Learning is not a spectator sport: it requires actively engaging in the material, thinking about it, and working with it. This is particularly important when the goal is to acquire new skills - very few people can become good at something simply by watching someone else do it. As a result, much of our class time will be devoted to activities and discussions rather than simply conveying information through lecturing.

Of course, the goal of this course is build critical thinking and effective communication skills in the context of a study of cryptography - and so you need to learn something about cryptography as a foundation. Because class time is limited, it will be your responsibility to acquire some of this foundational information outside of class via the assigned readings.

Writing Colleague

We are lucky to have Emily Anatole as the Writing Colleague (WC) for this course. WCs are upper class students who have been trained to help you improve your writing, whatever your current skill level. A few things about WCs and this course:

  • The role of the WC is to help you develop and refine your ideas and to help you with the clarity, organization, and tone of your writing. She is not a proofreader or editor, nor will she come up with ideas for you or tell you what to write.
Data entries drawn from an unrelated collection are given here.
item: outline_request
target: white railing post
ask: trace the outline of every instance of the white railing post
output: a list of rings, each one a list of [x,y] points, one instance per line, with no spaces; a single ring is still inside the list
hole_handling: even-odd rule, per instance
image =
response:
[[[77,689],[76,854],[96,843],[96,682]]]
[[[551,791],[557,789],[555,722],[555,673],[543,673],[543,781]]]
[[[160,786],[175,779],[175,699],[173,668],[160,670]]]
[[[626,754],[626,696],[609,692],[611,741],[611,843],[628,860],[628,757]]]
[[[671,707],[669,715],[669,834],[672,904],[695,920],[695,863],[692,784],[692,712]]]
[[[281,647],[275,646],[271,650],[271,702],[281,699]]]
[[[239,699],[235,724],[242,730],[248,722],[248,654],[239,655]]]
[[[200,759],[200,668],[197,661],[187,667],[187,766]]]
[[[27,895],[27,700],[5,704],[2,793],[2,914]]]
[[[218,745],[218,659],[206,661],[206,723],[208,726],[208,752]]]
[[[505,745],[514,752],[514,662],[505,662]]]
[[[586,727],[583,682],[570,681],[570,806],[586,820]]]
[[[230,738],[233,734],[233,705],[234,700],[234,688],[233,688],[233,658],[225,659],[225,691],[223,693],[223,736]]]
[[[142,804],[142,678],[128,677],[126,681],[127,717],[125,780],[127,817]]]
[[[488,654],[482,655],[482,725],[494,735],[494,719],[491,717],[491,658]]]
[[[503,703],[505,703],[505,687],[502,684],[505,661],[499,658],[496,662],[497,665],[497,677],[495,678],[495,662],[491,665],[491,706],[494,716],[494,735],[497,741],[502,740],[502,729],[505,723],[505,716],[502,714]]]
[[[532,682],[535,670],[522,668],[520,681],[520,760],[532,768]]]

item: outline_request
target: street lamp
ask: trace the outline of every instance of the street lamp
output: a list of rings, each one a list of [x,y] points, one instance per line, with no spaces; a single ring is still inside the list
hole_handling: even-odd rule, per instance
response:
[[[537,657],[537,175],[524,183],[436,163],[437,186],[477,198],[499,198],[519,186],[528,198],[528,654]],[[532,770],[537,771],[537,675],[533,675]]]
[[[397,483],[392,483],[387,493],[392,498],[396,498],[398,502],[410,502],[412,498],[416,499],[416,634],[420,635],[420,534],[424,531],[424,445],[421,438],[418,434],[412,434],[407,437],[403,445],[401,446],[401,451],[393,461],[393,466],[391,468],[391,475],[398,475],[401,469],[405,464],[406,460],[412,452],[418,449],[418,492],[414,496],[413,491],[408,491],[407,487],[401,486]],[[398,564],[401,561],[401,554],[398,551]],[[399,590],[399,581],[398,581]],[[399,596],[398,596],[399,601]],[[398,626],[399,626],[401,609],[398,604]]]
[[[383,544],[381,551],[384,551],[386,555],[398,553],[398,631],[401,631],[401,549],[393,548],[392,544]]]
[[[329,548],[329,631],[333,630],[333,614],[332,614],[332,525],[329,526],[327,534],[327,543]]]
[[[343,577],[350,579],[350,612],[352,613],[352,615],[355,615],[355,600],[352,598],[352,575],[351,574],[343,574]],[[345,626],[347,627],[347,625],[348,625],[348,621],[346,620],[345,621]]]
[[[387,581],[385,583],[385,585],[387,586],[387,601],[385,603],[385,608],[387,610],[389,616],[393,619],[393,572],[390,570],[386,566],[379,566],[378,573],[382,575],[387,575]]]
The WC is also not a tutor - if you are having trouble with the material, come to me.

  • Meetings with the WC are mandatory. Missing meetings will result in a reduction of your grade on the assignment.

  • Be prepared for WC meetings. Meetings are discussions facilitated by the WC, and will only be productive if you come prepared. Specifically, being prepared means:

    • Writing a complete draft. (A disjointed collection of notes is not a complete draft.)
    • Turning the draft in on time so the WC has time to read it.
    • Coming to the meeting with one or two specific questions about your draft.

    Not being prepared for meetings will result in a reduction of your grade on the assignment.

  • Take notes at WC meetings. The WC will not write up the advice for you.

  • The WC does not grade your papers, nor is she responsible for the grade that you get on a paper. Your grades are your responsibility, and simply meeting with the WC does not guarantee a good grade. Questions about grades should be addressed to me.